Cernic, controller for the past decade, cited estimates of projected tax revenue and insufficient funds targeted for debt service as glaring problems.
President Commissioner Douglas Lengenfelder defended the budget.
“The budget is $1.7 million less than the 2013 budget, and for the third year, there will be no tax increase,” said Lengenfelder.
It passed in a 2-1 vote with Lengenfelder and Mark Wissinger in favor while minority Commissioner Thomas Chernisky was opposed.
As promised in the spring, the budget does reduce the county contribution to Pennsylvania Highlands Community College by $150,000, a move Chernisky said he could not support.

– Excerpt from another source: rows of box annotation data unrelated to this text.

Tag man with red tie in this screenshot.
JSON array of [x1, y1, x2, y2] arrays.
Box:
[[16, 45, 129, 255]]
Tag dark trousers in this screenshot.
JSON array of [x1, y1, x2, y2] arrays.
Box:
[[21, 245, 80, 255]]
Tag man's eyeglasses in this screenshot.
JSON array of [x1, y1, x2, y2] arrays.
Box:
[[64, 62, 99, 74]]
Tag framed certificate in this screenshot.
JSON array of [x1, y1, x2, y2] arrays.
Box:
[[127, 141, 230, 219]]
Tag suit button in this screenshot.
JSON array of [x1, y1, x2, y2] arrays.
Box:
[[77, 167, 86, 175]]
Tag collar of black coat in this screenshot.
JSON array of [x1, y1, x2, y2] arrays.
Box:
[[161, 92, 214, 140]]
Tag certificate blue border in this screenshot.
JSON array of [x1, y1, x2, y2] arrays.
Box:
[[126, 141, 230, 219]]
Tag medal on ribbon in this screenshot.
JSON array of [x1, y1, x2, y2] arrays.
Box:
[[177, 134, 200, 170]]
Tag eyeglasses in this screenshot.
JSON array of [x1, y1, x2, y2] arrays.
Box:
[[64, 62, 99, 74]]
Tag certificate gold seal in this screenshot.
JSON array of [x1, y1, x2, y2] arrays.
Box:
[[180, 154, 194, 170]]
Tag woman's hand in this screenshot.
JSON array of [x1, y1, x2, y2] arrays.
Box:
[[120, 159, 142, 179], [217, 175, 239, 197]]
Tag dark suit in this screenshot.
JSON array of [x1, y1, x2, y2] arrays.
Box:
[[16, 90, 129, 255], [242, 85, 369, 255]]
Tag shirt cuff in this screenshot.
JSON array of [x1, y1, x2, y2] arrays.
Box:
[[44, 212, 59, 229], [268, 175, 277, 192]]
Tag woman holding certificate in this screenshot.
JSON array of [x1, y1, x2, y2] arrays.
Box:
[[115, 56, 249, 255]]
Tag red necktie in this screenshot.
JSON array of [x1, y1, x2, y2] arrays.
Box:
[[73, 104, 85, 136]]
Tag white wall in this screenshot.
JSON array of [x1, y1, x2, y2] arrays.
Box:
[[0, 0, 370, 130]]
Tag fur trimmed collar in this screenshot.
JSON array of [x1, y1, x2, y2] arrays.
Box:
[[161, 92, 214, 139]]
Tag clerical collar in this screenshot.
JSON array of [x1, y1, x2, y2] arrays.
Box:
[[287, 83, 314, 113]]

“I would have voted for the budget if we hadn’t taken anything from Penn Highlands,” he said.
This year, the county gave the college about $1.2 million, and Cambria remains the only county to provide direct financial support, despite Penn Highlands’ expansion into a number of other counties, Lengenfelder said.
The college is a significant generator for the county economy because it trains thousands of people for the workforce, Chernisky said.

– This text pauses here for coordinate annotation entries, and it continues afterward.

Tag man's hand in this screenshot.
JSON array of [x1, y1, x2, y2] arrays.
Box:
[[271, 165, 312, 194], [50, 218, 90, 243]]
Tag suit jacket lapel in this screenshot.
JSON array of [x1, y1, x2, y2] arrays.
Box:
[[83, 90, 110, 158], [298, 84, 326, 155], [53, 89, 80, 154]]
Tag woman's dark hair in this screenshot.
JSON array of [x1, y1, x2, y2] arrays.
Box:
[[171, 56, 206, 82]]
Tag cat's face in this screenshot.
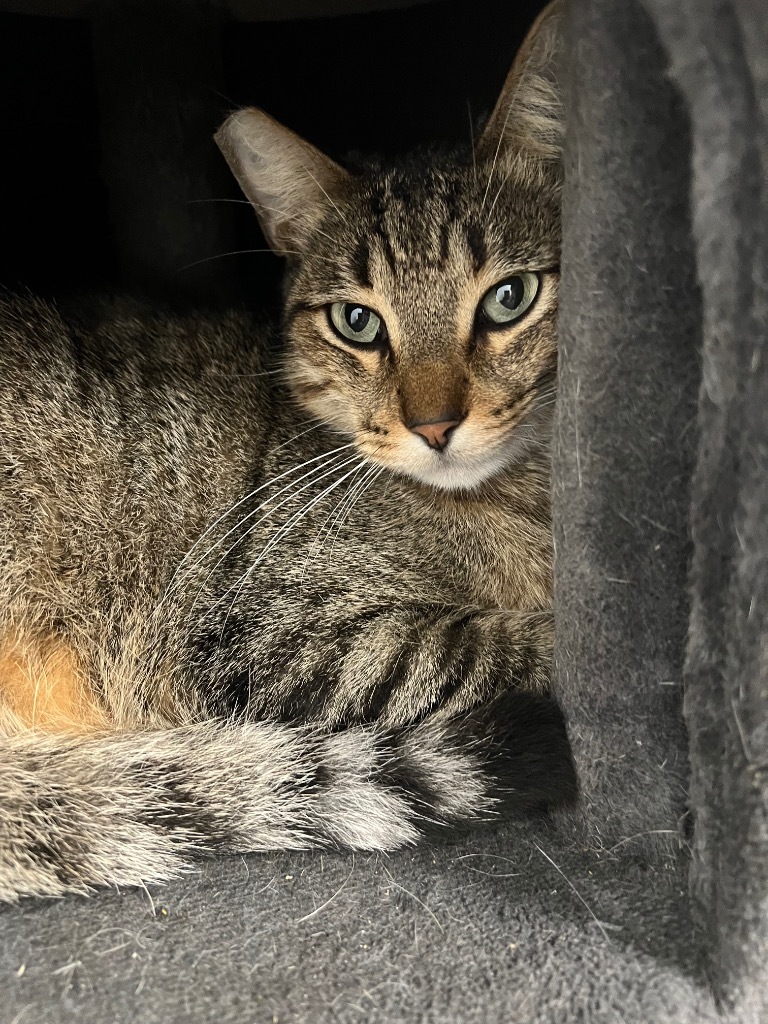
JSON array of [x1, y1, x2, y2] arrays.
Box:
[[276, 161, 560, 489], [217, 3, 560, 489]]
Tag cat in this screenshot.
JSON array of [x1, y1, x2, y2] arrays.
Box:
[[0, 5, 575, 900]]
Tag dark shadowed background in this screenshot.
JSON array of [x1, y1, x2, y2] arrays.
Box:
[[0, 0, 543, 304]]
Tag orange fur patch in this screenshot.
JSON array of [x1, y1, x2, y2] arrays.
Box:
[[0, 631, 108, 732]]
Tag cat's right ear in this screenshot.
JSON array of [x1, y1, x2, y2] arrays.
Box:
[[476, 0, 564, 163], [214, 108, 350, 254]]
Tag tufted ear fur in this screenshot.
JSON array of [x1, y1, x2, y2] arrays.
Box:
[[214, 108, 350, 254], [476, 0, 563, 161]]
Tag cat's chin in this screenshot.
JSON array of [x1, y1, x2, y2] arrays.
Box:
[[400, 453, 509, 490]]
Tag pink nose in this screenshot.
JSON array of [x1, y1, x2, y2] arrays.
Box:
[[409, 420, 461, 452]]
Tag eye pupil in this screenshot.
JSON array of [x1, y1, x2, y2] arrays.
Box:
[[346, 306, 371, 334], [479, 270, 540, 327], [496, 278, 525, 310]]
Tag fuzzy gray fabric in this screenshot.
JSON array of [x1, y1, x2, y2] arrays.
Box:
[[0, 0, 768, 1024]]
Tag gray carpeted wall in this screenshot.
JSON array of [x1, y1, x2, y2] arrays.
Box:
[[0, 0, 768, 1024]]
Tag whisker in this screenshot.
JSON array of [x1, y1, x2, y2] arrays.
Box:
[[187, 454, 357, 614], [207, 458, 359, 636], [328, 466, 386, 563], [186, 199, 251, 206], [185, 453, 357, 602], [166, 441, 354, 593], [467, 96, 477, 181], [300, 461, 366, 583]]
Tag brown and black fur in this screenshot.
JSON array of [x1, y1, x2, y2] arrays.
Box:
[[0, 2, 574, 899]]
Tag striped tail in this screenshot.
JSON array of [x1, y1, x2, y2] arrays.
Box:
[[0, 693, 577, 901]]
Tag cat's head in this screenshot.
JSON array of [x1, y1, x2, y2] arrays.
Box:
[[216, 4, 561, 489]]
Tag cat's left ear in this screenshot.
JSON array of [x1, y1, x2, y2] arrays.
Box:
[[475, 0, 563, 161], [214, 108, 351, 255]]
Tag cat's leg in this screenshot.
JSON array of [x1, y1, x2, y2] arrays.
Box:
[[233, 601, 553, 728]]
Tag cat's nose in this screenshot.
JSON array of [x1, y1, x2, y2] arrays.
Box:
[[408, 419, 461, 452]]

Remaining intact are full allocations to the Johnstown-Cambria County Airport Authority along with the newly formed economic development authority and a number of other authorities.
Following a suggestion by Cernic, the budget also sets aside $250,000 in a newly formed budgetary reserve fund.
Chief clerk Steve Ettien said savings were realized by a number of steps, including reduction of the number of county- owned vehicles by one-fourth to about 150, and new contracts for the multitude of copiers also helped.
Through attrition, a number of county jobs have been eliminated over the past couple of years. The workforce now numbers about 820, nearly 200 fewer than the nearly 1,000 previously employed, Ettien said.
Much of the credit for a reduction in the budget over the current year is owed to the department heads, elected officials and county employees, Lengenfelder and Wissinger said.
“As for the financial state of the county, I wouldn’t say we’re healthy, but we’re getting better,” Ettien said.
Cernic disagreed, citing concerns over a budget that is counting on 98 percent payment of real estate taxes, a figure historically at 92 or 93 percent.
The difference could amount to about $1.5 million, he said.
Lengenfelder said any shortfall will be covered by payment of delinquent taxes, something Cernic said is already counted in the budget.
The controller is also concerned that sufficient funds are not set aside for 2014 payments of $19 million in debt refinanced over the next 15 years.
Also aired by Cernic were concerns about $6 million owed to other county agencies and $3 million due to vendors.
Lengenfelder said the 2014 budget allows for money to cover those debts, a statement supported by William Stasko, the county’s director of finance.
Cernic retorted that time will tell.
“The commissioner (Lengenfelder) and I have a difference of opinion on this, and I guess we’ll know at the end of 2014,” he said. “But I’ve had a pretty good batting average over the past couple years.”
In defining the property tax millage rates needed to help fund the 2014 budget, the commissioners adopted a resolution that shifts part of the full 1 mill long designated for Penn Highlands to the county’s debt service fund.
The amount will be $150,000, county solicitor Thomas Leiden said.